[PATCH] D15779: [ELF] - Implemented optimization for R_X86_64_GOTPCREL relocation.

Rui Ueyama via llvm-commits llvm-commits at lists.llvm.org
Wed Jan 20 15:08:42 PST 2016


On Wed, Jan 20, 2016 at 12:23 AM, George Rimar <grimar at accesssoftek.com>
wrote:

> grimar added a comment.
>
> In http://reviews.llvm.org/D15779#330631, @ruiu wrote:
>
> > This is not a comment for this particular patch, but in general, pieces
> of code for code relaxation are scattered to many places -- you have
> multiple calls of canXXX and call optimizeXXX at some place. It tend to
> hard to understand. Each patch doesn't increase complexity that much, but
> when they accumulate, they look being entangled.
> >
> > Can we separate code relaxation from relocation application? I think
> that we can create a function that visits all relocations and rewrite code
> and possibly relocations to relax code, and call that function before
> applying relocations. Then when we are applying relocations, we don't need
> to think about code relaxation at all. Anyway, I'd like to find some way to
> reduce complexity of relocation application.
>
>
> I need to think about how possible to do that better. In general that
> looks for me like additional pass through all relocations and marking them
> or excluding from futher pass. Idea itself looks attractive for me, but I
> afraid of possible code duplication that might happen in that case.
> Also do you mean you want to see that change before landing any other
> relaxation patch or its fine to make it right after current pending ones
> (there are two of them from my side now at reviews:
> http://reviews.llvm.org/D16201, http://reviews.llvm.org/D15779) ?

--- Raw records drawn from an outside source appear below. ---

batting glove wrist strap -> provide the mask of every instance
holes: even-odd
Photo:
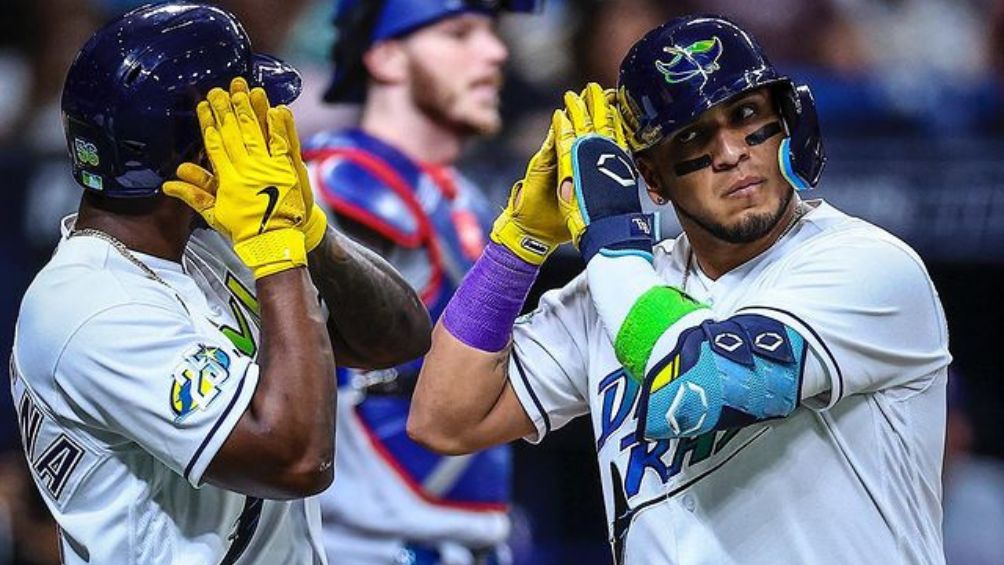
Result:
[[[621,214],[593,220],[579,240],[586,263],[597,253],[607,257],[638,255],[652,260],[652,220],[641,213]]]
[[[234,252],[255,279],[307,264],[303,232],[296,228],[272,230],[234,244]]]

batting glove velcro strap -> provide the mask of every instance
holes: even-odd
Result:
[[[307,265],[303,232],[278,229],[234,244],[234,252],[251,269],[255,280]]]
[[[652,260],[652,223],[647,214],[622,214],[593,220],[579,241],[588,263],[597,253],[607,257],[638,255]]]

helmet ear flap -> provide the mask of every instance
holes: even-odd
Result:
[[[781,174],[797,190],[814,188],[823,174],[826,152],[812,91],[785,80],[774,96],[787,133],[778,150]]]

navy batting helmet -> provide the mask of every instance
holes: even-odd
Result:
[[[725,18],[686,16],[650,31],[624,58],[617,93],[637,152],[712,106],[763,86],[773,89],[786,128],[782,174],[798,190],[816,186],[826,156],[809,87],[779,74],[756,40]]]
[[[98,30],[70,65],[63,126],[73,177],[114,197],[156,194],[202,149],[195,106],[242,76],[274,104],[300,94],[293,67],[251,51],[240,22],[213,6],[137,8]]]
[[[362,102],[366,94],[363,54],[375,43],[402,37],[466,12],[533,12],[543,0],[335,0],[335,74],[325,102]]]

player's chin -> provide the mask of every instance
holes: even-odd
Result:
[[[479,106],[458,112],[454,123],[471,135],[495,135],[502,129],[498,106]]]

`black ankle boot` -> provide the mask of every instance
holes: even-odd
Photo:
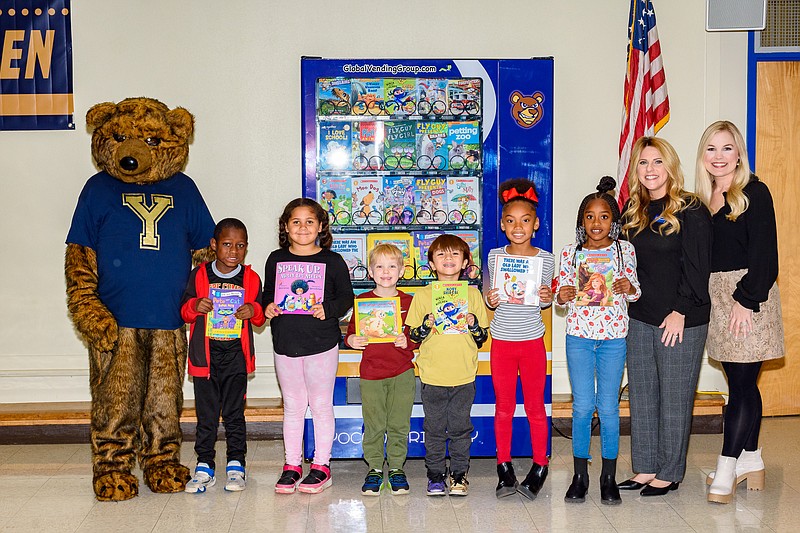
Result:
[[[517,483],[517,476],[514,475],[514,466],[511,462],[497,465],[497,477],[499,481],[497,488],[494,489],[495,496],[503,498],[517,492],[519,483]]]
[[[575,475],[567,489],[564,501],[568,503],[583,503],[586,501],[586,492],[589,490],[589,460],[582,457],[573,457],[572,462]]]
[[[547,466],[538,465],[533,463],[531,471],[525,476],[525,481],[519,484],[519,493],[528,498],[535,500],[536,495],[542,490],[544,480],[547,479]]]
[[[605,505],[619,505],[622,498],[619,496],[617,480],[617,460],[603,457],[603,471],[600,473],[600,502]]]

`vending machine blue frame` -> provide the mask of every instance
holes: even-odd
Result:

Currently relocations are applied and optimized in a single pass. It would
be great if we can split it into two passes, assuming that (1) there's not
much code duplication between the two passes, and (2) that doesn't increase
link time that much. I believe (1) is not really a concern because the
first pass focuses only on code relaxation and the second on relocation
application, so their work doesn't overlap, therefore there should not be
that much code duplication. As to (2), I'd expect that the performance
impact would be fairly small from my experience to write markLive()
function which visits all relocations.

Overall, I think it's worth a shot.

I don't like to see many more code relaxations because it makes code
refactoring harder. Fortunately, code relaxation is an optional
optimization, so you don't have to do that, so we can suspend that for now.